# Calculus 
## <font color='#1f77b4'>Problem: Predict the completion date of an engine recall based on historical engine replacement rates. </font>

The goal with this project was to determine a method for predicting the date a recall will be completed based on the information available. The information that was provided was: 
- The recall start date
- An estimated number of engines that were originally impacted by the recall
- Orders for replacement engines since the start date
- An estimated maximum monthly capacity for delivering replacements (whereever the bottleneck was in the supply chain)

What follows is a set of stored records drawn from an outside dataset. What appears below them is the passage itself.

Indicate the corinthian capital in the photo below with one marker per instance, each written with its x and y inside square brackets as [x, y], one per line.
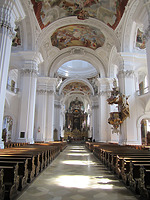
[10, 11]
[126, 73]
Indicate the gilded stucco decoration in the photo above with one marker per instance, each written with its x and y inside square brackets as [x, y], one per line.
[78, 35]
[107, 11]
[76, 87]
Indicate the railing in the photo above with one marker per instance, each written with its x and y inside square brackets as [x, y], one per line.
[12, 89]
[142, 92]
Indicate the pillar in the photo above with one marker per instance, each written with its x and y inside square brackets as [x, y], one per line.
[41, 109]
[103, 109]
[50, 109]
[147, 34]
[7, 25]
[57, 117]
[127, 85]
[28, 96]
[95, 119]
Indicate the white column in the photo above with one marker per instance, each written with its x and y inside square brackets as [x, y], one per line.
[95, 119]
[28, 95]
[57, 114]
[41, 109]
[50, 109]
[104, 130]
[147, 34]
[10, 11]
[127, 85]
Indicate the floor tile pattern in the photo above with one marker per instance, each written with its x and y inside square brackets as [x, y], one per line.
[76, 175]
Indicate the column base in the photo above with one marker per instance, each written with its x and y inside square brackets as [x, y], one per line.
[30, 141]
[49, 140]
[1, 145]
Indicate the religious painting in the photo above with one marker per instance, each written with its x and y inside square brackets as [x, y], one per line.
[140, 40]
[107, 11]
[76, 86]
[78, 35]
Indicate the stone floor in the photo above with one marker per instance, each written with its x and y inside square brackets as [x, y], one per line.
[76, 175]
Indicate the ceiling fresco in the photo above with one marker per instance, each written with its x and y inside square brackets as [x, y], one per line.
[76, 87]
[78, 35]
[107, 11]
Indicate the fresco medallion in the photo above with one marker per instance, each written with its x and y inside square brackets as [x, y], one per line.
[78, 35]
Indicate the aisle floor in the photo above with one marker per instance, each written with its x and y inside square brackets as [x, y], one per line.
[76, 175]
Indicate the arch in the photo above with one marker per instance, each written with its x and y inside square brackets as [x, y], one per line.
[70, 80]
[105, 29]
[136, 14]
[112, 61]
[144, 116]
[83, 55]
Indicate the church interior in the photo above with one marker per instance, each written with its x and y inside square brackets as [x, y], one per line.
[75, 72]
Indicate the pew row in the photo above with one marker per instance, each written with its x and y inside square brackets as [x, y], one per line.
[20, 165]
[132, 165]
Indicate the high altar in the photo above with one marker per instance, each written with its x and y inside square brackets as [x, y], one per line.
[76, 121]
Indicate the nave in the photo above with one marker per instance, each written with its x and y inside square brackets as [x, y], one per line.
[76, 174]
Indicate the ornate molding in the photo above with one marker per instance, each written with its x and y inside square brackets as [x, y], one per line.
[50, 91]
[95, 106]
[41, 91]
[147, 33]
[104, 93]
[78, 51]
[6, 23]
[27, 72]
[125, 74]
[10, 11]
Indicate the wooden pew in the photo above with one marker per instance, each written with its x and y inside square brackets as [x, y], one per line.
[144, 183]
[30, 166]
[22, 169]
[11, 180]
[2, 186]
[135, 176]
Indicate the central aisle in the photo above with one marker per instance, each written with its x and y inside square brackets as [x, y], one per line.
[76, 175]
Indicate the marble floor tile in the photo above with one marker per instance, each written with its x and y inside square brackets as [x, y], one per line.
[76, 175]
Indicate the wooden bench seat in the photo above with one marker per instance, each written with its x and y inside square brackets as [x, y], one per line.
[144, 183]
[30, 166]
[22, 170]
[2, 186]
[11, 181]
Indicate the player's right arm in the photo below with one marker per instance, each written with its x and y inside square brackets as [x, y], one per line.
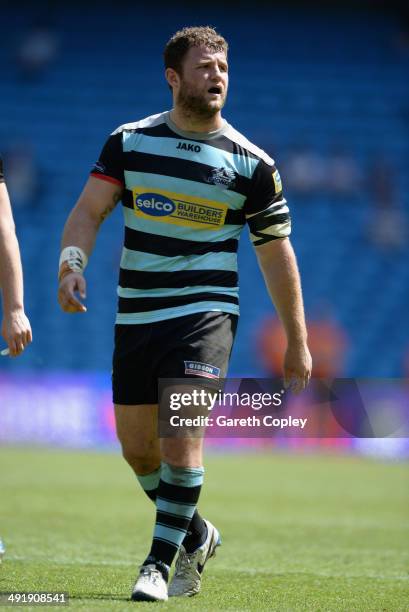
[15, 326]
[95, 203]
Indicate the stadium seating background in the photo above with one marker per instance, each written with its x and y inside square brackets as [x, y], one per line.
[295, 74]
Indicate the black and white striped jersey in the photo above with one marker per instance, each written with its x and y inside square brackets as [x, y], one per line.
[186, 199]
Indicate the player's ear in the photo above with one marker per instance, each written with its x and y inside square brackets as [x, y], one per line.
[172, 78]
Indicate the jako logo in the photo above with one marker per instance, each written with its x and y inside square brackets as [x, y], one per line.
[155, 204]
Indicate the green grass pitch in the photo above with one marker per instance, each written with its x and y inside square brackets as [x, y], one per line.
[314, 532]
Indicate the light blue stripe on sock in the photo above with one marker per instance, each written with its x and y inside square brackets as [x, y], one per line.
[150, 481]
[181, 476]
[185, 510]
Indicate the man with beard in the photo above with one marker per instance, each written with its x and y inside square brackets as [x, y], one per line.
[188, 183]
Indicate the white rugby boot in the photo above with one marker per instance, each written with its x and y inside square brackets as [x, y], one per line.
[150, 585]
[187, 578]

A prediction interval was used using curve fitting to generate a 'best case scenario' and derivatives to generate a 'worst case scenario'

## <font color='#2ca02c'>Solution: Curve fitting and derivatives. </font>


## Bottom Line Results

The final output of this project is a date interval within which the recall is expected to be completed. 

In [72]:
Image(url='https://github.com/evanlynch/portfolio/blob/master/imgs/RCP_Chart.png?raw=true')

In [67]:
print('Best Case End Date:',PredMin)
print('Worst Case End Date:',PredMax)

Best Case End Date: May 26,2019
Worst Case End Date: Aug 10,2019


In [70]:
import pandas as pd
import numpy as np
from scipy.optimize import curve_fit
import datetime
import matplotlib.pyplot as plt
import chartify as cfy
from IPython.display import Image

##### Inputs

In [79]:
#starting population of engines that need to be replaced at t=0
startDefectBalance = 150000

#the recall start date
startDate = "4/1/2018"

#estimated monthly max capacity for delivering replacements is 12k
monthlyCapacity = -12000
avgDailyCapacity = monthlyCapacity/30.42

#orders for replacement engines since the start date
df = pd.read_csv('Recall_Completion_Prediction/ReplacementOrders.csv',usecols=['Fill Date','Qty'])
df.head(10)

Unnamed: 0,Fill Date,Qty
0,5/31/2018,849
1,5/31/2018,265
2,6/6/2018,337
3,6/11/2018,166
4,6/13/2018,15
5,6/13/2018,88
6,6/13/2018,49
7,6/13/2018,25
8,6/14/2018,500
9,6/15/2018,500


##### Data Pre-Processing

In [80]:
#convert dates to a date delta and Qty to a remaining balance
df.Qty = df.Qty*-1
dfStart = pd.DataFrame({'Fill Date':startDate,'Qty':startDefectBalance,'ACOM':''},index=[999])
df = pd.concat([df,dfStart],sort=True)
startDate = datetime.datetime(2018, 4, 1)
df['Fill Date'] =  pd.to_datetime(df['Fill Date'])
df =df.set_index(['Fill Date'])

def removeDays(x):
    x['dateDelta'] = x['dateDelta'].days
    return x

#create new date starting from t=0
df['tvalue'] = df.index
df['dateDelta'] = df['tvalue']-startDate
df = df.apply(lambda x: removeDays(x),axis=1)
df = df.sort_values(['tvalue'],ascending=True)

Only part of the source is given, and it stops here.